Customers, to their detriment, are often not served what they truly need but what will make profits for the owners. It is not a market-driven economy. It is a financial market driven economy.
And what else suffers? The water that gets polluted, the air that gets unbreathable, the rivers that are un-swim-able , the society that is burdened by unemployed people who cannot join the circle of work, technology wade them replaceable and retraining is expensive and left for the taxpayers to finance that.
Who sits on the Board of Directors that directs all strategic decisions of the company? Do you see any representative of the customers? Of the community, or of the environment? It is only the representatives of the owners. So, who is working for whom really?
What should it be?
The customers should be the clients, the purpose for which the organization exists. The owners, investors should be only the stake holders to be satisfied only enough to stay engaged. Not more. Profits should be constraint goals, goals not to be violated, not deterministic goals to be sought and the more the better.
That was the case, I suggest, when craftsman dominated the market.

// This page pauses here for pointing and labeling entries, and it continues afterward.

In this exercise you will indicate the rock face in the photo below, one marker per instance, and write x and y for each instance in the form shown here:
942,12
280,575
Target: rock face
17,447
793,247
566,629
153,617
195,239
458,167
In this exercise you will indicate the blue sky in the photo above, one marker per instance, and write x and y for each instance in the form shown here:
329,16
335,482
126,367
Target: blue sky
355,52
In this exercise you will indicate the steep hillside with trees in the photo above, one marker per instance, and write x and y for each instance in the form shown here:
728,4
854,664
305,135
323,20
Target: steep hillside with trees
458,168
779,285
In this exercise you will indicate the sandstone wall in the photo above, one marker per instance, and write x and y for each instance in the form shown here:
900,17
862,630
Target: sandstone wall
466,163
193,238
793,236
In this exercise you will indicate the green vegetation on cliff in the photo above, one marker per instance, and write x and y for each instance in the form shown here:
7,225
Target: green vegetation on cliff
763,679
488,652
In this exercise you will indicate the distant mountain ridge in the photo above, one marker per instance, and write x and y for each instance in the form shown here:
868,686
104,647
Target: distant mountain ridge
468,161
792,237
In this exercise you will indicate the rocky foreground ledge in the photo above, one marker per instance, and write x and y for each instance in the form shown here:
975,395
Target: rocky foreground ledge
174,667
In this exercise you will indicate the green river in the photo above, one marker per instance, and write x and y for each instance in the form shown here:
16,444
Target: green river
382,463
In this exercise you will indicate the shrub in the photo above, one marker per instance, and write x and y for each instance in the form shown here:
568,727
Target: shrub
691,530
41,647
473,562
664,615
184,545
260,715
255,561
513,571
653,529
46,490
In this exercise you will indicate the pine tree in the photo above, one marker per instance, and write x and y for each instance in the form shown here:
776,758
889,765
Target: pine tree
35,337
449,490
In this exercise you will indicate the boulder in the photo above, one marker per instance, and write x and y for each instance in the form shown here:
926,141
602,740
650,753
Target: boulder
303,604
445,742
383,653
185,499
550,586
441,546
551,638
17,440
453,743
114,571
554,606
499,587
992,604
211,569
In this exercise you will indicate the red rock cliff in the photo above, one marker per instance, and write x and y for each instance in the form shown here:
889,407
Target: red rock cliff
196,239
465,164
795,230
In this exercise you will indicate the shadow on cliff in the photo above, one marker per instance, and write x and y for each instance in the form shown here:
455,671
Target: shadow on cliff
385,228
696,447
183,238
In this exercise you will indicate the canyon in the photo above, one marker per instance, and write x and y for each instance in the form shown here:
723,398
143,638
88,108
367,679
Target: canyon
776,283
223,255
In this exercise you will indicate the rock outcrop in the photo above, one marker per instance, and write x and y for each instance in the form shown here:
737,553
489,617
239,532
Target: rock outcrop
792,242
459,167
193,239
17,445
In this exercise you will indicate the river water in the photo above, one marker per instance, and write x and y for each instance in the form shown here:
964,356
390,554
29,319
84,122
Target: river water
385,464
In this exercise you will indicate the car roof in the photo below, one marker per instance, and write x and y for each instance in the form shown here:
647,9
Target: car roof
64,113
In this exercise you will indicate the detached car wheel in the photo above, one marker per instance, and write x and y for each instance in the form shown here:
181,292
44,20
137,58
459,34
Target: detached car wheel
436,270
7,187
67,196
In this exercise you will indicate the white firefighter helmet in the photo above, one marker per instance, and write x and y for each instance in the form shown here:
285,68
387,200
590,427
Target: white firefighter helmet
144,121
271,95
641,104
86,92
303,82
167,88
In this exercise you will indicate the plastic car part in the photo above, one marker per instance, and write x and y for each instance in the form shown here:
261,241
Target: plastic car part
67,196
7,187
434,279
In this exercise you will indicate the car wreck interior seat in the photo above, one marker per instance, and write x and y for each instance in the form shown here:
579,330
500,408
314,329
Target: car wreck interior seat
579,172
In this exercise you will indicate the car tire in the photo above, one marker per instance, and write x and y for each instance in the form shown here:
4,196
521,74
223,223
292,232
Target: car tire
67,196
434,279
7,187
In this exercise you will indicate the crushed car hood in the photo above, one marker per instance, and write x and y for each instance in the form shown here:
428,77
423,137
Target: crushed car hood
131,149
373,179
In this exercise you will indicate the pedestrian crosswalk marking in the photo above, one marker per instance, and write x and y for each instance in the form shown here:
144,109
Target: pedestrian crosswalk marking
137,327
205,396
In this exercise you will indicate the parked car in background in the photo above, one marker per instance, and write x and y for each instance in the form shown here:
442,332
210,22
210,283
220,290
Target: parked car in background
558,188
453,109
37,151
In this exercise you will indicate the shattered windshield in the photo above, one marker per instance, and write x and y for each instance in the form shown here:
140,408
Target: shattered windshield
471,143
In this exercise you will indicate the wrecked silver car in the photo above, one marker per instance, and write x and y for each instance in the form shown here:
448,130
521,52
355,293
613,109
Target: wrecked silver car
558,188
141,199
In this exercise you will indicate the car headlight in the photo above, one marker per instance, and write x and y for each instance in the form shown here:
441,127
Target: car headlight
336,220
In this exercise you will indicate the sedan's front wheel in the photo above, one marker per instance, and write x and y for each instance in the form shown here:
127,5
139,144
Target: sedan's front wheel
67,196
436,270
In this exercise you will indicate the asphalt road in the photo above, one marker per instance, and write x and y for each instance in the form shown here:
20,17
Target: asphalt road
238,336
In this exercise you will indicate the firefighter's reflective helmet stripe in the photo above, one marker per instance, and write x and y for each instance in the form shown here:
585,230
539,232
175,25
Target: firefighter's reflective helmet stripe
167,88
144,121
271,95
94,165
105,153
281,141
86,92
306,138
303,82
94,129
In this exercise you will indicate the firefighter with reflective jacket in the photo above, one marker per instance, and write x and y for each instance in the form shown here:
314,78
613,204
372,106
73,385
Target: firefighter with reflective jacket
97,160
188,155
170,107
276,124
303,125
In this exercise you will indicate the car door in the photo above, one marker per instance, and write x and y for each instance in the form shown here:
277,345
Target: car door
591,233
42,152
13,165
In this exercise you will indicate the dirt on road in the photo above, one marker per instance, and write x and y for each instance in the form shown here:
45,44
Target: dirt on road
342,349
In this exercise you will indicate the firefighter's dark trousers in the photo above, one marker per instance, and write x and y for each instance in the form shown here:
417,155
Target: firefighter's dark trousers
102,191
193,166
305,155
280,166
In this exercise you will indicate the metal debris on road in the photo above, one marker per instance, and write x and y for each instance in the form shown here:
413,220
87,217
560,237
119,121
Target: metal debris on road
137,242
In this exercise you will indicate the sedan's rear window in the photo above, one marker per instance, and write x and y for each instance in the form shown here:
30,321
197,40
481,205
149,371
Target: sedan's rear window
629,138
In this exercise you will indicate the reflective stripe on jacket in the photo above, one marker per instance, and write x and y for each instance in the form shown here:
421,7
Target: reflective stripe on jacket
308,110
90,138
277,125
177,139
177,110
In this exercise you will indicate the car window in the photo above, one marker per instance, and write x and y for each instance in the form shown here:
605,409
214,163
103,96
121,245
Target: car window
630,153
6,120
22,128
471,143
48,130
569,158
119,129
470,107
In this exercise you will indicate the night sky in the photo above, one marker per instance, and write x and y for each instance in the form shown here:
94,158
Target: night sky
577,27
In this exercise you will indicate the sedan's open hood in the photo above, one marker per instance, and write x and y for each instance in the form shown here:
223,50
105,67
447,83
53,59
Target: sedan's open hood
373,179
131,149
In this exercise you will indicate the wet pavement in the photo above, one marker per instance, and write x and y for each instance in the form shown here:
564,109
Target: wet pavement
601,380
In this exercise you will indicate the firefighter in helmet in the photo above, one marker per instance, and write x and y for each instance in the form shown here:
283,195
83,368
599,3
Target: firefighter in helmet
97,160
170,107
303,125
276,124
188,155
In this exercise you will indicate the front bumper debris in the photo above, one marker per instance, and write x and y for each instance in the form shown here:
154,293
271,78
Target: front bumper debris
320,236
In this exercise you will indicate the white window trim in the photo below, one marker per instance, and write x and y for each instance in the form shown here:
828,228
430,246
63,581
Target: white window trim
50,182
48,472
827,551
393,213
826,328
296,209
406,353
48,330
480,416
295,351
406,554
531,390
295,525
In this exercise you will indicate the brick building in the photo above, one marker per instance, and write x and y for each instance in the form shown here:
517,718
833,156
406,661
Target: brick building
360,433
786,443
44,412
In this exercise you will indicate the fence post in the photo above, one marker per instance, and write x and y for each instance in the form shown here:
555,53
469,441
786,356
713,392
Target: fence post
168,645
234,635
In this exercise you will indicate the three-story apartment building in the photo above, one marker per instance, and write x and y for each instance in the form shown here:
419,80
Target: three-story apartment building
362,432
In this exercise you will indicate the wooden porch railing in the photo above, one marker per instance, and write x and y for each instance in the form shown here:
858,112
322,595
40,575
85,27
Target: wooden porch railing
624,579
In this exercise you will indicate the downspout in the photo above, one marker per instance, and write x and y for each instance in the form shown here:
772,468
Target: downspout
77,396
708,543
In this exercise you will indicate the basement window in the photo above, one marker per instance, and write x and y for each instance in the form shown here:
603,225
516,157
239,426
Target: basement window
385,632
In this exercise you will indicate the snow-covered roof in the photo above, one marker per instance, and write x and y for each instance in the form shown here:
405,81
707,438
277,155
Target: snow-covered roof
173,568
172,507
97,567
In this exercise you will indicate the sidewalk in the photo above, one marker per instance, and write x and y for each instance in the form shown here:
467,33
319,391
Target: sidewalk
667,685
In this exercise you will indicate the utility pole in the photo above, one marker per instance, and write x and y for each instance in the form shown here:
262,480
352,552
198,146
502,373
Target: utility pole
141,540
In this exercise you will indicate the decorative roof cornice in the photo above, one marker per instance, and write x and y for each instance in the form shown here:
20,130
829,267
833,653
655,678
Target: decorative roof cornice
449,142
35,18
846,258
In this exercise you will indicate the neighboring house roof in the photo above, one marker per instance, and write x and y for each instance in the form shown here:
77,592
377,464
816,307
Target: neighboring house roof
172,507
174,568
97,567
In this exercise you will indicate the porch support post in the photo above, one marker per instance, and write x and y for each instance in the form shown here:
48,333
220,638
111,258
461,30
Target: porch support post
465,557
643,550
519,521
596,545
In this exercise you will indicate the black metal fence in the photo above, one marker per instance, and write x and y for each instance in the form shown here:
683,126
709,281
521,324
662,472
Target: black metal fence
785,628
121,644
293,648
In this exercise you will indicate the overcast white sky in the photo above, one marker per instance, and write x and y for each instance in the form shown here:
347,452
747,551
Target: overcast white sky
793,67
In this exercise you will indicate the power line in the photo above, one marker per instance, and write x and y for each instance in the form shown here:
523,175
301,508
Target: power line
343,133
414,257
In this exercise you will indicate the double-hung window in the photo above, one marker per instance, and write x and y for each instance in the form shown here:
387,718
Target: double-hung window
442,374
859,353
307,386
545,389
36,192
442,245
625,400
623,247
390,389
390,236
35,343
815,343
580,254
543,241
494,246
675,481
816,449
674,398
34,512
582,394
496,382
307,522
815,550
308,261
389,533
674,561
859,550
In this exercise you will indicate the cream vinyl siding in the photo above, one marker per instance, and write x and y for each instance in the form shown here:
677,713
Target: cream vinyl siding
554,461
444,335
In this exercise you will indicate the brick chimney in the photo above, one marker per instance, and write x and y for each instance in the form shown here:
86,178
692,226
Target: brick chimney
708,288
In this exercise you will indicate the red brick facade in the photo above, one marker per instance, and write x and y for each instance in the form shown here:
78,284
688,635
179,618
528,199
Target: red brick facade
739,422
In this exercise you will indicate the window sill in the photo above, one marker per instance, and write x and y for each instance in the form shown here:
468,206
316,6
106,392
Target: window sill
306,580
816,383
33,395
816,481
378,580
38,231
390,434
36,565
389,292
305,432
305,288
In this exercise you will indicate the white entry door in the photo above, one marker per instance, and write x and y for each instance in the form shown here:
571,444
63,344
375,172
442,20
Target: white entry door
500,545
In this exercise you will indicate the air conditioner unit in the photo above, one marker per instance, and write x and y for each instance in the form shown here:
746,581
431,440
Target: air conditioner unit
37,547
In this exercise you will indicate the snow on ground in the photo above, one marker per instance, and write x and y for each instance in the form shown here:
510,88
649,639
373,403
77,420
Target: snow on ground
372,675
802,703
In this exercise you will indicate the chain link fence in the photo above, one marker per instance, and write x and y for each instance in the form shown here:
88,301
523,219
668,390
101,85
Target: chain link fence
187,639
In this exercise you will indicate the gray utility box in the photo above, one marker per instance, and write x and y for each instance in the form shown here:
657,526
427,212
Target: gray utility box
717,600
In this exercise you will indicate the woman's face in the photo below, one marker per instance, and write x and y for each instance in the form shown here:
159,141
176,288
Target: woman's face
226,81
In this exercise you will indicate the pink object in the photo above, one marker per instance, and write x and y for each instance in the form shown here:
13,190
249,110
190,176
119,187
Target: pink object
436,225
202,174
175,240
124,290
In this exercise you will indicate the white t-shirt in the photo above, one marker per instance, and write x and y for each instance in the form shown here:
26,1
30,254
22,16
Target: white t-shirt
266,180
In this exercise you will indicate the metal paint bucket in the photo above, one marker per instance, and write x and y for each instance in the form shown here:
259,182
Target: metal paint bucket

There was pride in the product produced and loyalty to and from the customer. Today customers are a statistic.
What dominates and directs executive decision making is the stock market, if one is a public company and if not, the business culture fed in business schools to produce profits as much as possible. Management has to “dance to the tune of the stock market” and its expectations to perform better than expected. Earnings per share are the goal. Even well-meaning executives have no choice but to “dance”; if they miss expected earnings per share of their company they might be replaced.
So, who is driving the system? I suggest not the people, but the system is driving itself and we all dance to its tune. All this talk that the customer is the king is talk. The earnings per share is the king, the emperor and the tsar.